Hemşehrim sıcacık gülümsedi ve çayından son yudumu alırken;
“Dersine iyi çalışmışsın delikanlı” dedi.
Bunu bir övgü olarak gülerek kabul ettim ve Oğuz Atay’a döndüm;
“Üstelik TRT Roman Ödülü almasına rağmen kitabı kimse basmak istemiyor. Bir gün Sinan Yayınevi’nin sahibi Hayati Asilyazıcı sizi aramış ve telefonda söylemiş kitabı yayınlamak istediğini değil mi? Hatırlıyor musunuz?” dedim ve o anlatmaya başlarken ben de çayları tazeledim.
“Nasıl unuturum? Hayati Bey ödüller açıklandıktan sonra Tutunamayanlar’ın bir teksir kopyasını edinmiş. Okur okumaz da beni okuldan aramış, bulamayınca not bırakmış. Sonra ben onu aradım. Kitabı hemen basmak istediğini söyleyince ‘kimse basmak istemedi, emin misiniz’ diye sordum. O da ‘Evet, hemen sözleşme yapalım’ dedi. Birkaç gün sonra Güncer Han’daki ofisinde buluştuk. İki cilt olursa daha rahat okunacağını söyledi, ben de kabul ettim. Hatta kapak için Londra’da yaşayan bir arkadaşımdan ricada bulunmuştum, onun gönderdiği örneklerden seçmiştik.”
Ben; “Şu romanı ithaf ettiğiniz arkadaşınız mı?” diye biraz imalı sorunca, “O kadar da kurcalama artık” dedi gülümseyerek.
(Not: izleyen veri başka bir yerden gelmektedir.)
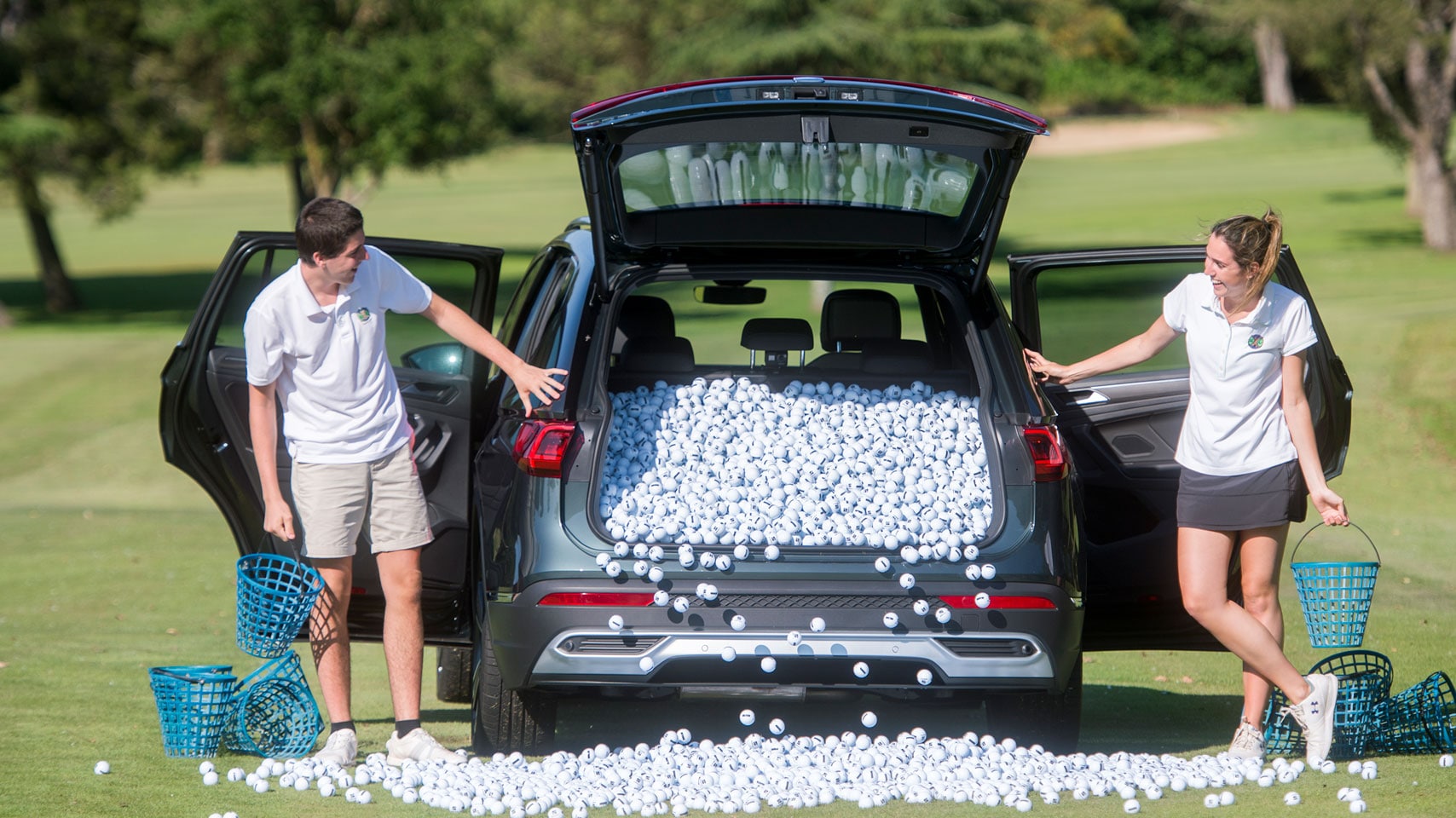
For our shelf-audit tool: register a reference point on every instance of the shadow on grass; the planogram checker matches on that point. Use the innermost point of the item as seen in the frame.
(1114, 717)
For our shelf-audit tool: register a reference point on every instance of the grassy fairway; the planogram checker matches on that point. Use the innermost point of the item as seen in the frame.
(114, 561)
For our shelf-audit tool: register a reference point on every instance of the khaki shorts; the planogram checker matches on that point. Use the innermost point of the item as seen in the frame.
(332, 499)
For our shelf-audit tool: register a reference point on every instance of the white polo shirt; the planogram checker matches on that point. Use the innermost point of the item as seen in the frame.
(1235, 421)
(339, 398)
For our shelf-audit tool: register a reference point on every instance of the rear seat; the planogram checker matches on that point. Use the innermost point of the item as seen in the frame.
(849, 319)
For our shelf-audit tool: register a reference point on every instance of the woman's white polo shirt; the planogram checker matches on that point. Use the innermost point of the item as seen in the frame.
(1235, 421)
(339, 398)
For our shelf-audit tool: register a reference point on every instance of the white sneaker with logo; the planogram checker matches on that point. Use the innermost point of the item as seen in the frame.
(419, 746)
(1316, 715)
(341, 748)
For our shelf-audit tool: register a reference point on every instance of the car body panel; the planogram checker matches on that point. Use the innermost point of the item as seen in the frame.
(1123, 429)
(204, 421)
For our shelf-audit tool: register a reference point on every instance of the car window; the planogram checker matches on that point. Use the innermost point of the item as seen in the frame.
(715, 331)
(882, 175)
(1088, 308)
(448, 279)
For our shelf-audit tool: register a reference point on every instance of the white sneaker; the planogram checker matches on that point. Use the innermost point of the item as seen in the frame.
(419, 746)
(1316, 715)
(341, 748)
(1248, 743)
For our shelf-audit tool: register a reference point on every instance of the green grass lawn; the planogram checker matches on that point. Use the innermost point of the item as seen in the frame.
(114, 561)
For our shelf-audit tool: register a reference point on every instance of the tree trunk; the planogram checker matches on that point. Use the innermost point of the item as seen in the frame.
(1268, 47)
(60, 293)
(1439, 197)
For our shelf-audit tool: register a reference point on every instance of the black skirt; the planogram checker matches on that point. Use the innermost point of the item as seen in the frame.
(1238, 503)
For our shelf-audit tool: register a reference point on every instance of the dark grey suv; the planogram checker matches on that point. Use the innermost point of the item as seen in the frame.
(798, 446)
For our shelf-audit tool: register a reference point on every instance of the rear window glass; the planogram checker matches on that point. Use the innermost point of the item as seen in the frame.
(881, 175)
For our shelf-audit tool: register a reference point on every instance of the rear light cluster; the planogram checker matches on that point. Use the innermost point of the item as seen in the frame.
(540, 447)
(1047, 458)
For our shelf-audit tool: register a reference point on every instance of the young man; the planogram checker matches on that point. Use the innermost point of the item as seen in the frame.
(315, 343)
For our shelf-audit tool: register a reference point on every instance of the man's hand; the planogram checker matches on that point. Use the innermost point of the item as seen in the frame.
(279, 518)
(534, 382)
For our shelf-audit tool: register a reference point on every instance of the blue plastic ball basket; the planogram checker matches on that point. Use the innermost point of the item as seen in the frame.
(1418, 719)
(1365, 683)
(1336, 596)
(274, 598)
(193, 703)
(274, 712)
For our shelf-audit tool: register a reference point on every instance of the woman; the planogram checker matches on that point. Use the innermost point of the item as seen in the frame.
(1246, 440)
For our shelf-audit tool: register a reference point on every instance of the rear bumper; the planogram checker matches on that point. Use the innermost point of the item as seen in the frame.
(545, 647)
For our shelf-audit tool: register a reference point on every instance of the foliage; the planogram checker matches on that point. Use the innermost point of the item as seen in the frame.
(339, 90)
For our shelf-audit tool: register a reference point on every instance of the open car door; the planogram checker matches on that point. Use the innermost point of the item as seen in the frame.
(1123, 427)
(205, 434)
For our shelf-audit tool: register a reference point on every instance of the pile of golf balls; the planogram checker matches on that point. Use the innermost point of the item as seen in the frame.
(680, 775)
(736, 464)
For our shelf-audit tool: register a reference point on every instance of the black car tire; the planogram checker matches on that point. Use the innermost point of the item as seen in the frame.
(504, 719)
(454, 674)
(1050, 719)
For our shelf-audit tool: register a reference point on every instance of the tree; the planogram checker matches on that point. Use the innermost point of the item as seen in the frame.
(343, 90)
(1408, 61)
(74, 105)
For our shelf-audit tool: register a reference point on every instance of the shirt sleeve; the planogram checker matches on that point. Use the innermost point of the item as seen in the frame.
(1299, 328)
(263, 343)
(1176, 304)
(399, 290)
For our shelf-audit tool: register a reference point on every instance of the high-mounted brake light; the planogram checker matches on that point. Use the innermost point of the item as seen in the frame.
(1044, 444)
(615, 600)
(540, 446)
(1002, 603)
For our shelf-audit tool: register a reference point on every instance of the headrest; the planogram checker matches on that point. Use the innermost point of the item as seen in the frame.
(647, 316)
(656, 354)
(884, 357)
(852, 316)
(777, 335)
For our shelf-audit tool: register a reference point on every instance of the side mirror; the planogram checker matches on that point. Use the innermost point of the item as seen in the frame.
(446, 359)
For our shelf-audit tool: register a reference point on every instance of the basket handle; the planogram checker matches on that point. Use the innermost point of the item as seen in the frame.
(1316, 526)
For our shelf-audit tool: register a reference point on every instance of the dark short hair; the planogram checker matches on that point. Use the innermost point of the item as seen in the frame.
(325, 228)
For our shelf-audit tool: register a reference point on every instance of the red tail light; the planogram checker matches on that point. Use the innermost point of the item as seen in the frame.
(1002, 603)
(540, 446)
(598, 600)
(1046, 453)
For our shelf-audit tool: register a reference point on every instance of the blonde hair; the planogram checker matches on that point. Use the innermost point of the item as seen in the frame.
(1254, 240)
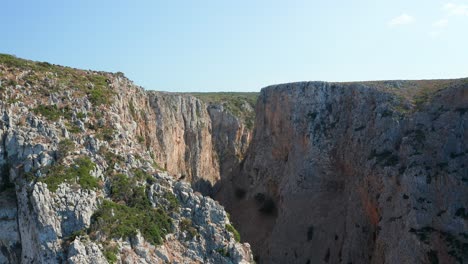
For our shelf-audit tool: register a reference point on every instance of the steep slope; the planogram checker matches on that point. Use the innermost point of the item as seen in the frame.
(356, 173)
(79, 183)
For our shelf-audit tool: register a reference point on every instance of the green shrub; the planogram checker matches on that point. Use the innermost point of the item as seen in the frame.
(121, 221)
(110, 252)
(51, 112)
(231, 229)
(186, 226)
(65, 146)
(174, 204)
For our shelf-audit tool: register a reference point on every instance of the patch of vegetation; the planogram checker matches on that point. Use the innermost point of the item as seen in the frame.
(73, 128)
(310, 233)
(433, 257)
(462, 213)
(456, 248)
(51, 112)
(223, 251)
(94, 85)
(79, 172)
(187, 226)
(174, 204)
(110, 157)
(110, 252)
(267, 205)
(240, 193)
(132, 110)
(105, 133)
(116, 220)
(231, 229)
(385, 158)
(6, 183)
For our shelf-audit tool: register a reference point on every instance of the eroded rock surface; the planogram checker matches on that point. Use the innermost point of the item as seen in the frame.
(356, 173)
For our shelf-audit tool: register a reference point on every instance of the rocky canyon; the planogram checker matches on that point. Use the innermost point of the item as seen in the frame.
(97, 170)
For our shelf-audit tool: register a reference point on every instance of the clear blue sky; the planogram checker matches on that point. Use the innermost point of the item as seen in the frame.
(242, 45)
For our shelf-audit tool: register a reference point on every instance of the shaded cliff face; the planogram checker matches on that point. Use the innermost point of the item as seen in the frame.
(79, 185)
(182, 138)
(361, 173)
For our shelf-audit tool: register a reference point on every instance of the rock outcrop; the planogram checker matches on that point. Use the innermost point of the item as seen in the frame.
(356, 173)
(81, 182)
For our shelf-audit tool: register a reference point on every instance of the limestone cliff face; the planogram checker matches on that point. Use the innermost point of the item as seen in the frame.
(356, 173)
(80, 181)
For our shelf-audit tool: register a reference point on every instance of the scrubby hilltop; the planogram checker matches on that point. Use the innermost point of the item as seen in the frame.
(84, 179)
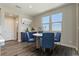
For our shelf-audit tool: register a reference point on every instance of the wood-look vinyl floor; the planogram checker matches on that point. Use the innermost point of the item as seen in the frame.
(13, 48)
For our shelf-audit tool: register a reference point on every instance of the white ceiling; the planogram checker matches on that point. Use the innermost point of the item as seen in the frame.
(37, 8)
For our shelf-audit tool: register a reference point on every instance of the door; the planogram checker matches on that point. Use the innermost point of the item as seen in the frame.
(10, 28)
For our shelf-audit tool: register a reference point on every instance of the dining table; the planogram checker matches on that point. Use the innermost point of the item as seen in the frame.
(37, 39)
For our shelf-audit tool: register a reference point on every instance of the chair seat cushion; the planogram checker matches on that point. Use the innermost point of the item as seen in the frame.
(31, 39)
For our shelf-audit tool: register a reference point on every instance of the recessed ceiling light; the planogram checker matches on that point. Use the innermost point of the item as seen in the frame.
(30, 6)
(18, 6)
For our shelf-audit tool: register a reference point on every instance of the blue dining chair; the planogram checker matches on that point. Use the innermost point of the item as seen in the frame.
(57, 37)
(47, 41)
(30, 37)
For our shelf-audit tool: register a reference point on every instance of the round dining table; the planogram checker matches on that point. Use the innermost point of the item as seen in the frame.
(37, 39)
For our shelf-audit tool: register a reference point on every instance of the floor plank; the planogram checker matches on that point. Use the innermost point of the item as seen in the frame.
(13, 48)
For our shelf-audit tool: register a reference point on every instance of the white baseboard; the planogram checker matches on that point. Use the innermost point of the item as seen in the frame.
(67, 45)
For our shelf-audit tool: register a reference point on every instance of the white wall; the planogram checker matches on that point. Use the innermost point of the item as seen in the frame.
(13, 12)
(68, 27)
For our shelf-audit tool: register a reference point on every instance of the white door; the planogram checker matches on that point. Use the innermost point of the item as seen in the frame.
(9, 28)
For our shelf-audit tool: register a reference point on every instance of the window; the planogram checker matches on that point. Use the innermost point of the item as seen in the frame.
(57, 22)
(45, 23)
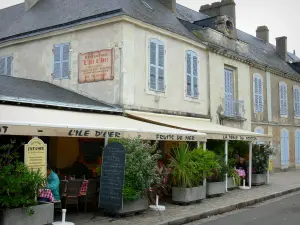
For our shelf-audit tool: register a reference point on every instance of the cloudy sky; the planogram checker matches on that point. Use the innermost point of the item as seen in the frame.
(281, 16)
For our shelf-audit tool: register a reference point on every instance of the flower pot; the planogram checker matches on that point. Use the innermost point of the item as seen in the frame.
(215, 188)
(134, 206)
(188, 195)
(230, 183)
(43, 214)
(258, 179)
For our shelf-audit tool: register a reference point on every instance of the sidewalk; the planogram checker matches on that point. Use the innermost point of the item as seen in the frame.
(280, 184)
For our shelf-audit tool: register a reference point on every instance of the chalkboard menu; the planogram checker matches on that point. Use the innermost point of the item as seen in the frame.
(112, 177)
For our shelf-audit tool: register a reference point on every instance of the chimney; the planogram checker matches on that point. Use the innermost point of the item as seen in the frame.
(262, 32)
(170, 4)
(29, 4)
(281, 47)
(223, 8)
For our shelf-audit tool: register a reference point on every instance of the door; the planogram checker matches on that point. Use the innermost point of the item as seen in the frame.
(285, 156)
(229, 96)
(297, 147)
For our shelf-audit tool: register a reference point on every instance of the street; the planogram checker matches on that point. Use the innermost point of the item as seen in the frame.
(285, 211)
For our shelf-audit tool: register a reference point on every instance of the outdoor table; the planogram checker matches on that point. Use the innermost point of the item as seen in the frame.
(46, 193)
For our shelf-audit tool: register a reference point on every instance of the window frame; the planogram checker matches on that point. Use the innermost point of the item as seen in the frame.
(5, 68)
(157, 43)
(260, 95)
(61, 46)
(193, 95)
(296, 88)
(282, 83)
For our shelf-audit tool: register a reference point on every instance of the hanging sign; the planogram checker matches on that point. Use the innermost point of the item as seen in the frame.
(96, 66)
(36, 155)
(112, 177)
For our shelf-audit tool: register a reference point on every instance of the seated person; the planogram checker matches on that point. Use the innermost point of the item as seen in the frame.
(53, 183)
(79, 168)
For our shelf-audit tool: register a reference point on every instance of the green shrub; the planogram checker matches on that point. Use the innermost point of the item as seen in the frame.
(140, 169)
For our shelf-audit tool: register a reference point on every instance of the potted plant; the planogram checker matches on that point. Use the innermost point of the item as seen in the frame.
(233, 179)
(260, 161)
(216, 182)
(140, 173)
(190, 167)
(18, 192)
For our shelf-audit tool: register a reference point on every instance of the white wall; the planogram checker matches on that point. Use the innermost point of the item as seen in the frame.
(136, 55)
(34, 60)
(217, 64)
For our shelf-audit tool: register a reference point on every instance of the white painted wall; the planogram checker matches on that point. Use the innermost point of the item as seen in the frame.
(34, 59)
(138, 96)
(217, 64)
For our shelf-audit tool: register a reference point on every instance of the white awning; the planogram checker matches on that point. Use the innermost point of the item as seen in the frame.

“Aslında sizinle birlikte olmak istememin tek sebebi Tutunamayanlar’ın Hacırahmanlı macerası değil elbette” diyerek konuyu değiştirdim. O sırada Yusuf Atılgan kalkmış, kitaplığımı inceliyor. Kendi kitaplarının bir yanında Oğuz Atay’ın diğer yanında Ahmet Hamdi Tanpınar’ın kitaplarını görünce duraladığını hissettim.
“Her ne kadar ikiniz de şu tutamak-tutunamayan konusunda bir etkilenme, esinlenmenin varlığıyla ilgili hiç ipucu vermeseniz de ben bunun kaçınılmaz olduğunu düşünüyorum. Örneğin Ahmet Hamdi Tanpınar… Yusuf Atılgan’ın Edebiyat Fakültesi’nde hocasıydı ve ondan çok şey öğrendiğini kendisi de söylüyor. Artık ister tesadüf deyin, ister edebiyatın cilvesi, bazı kavramlar, simgeler aynı yolda yürüyen yazarların eserlerinde bir şekilde kendini var edebiliyor.”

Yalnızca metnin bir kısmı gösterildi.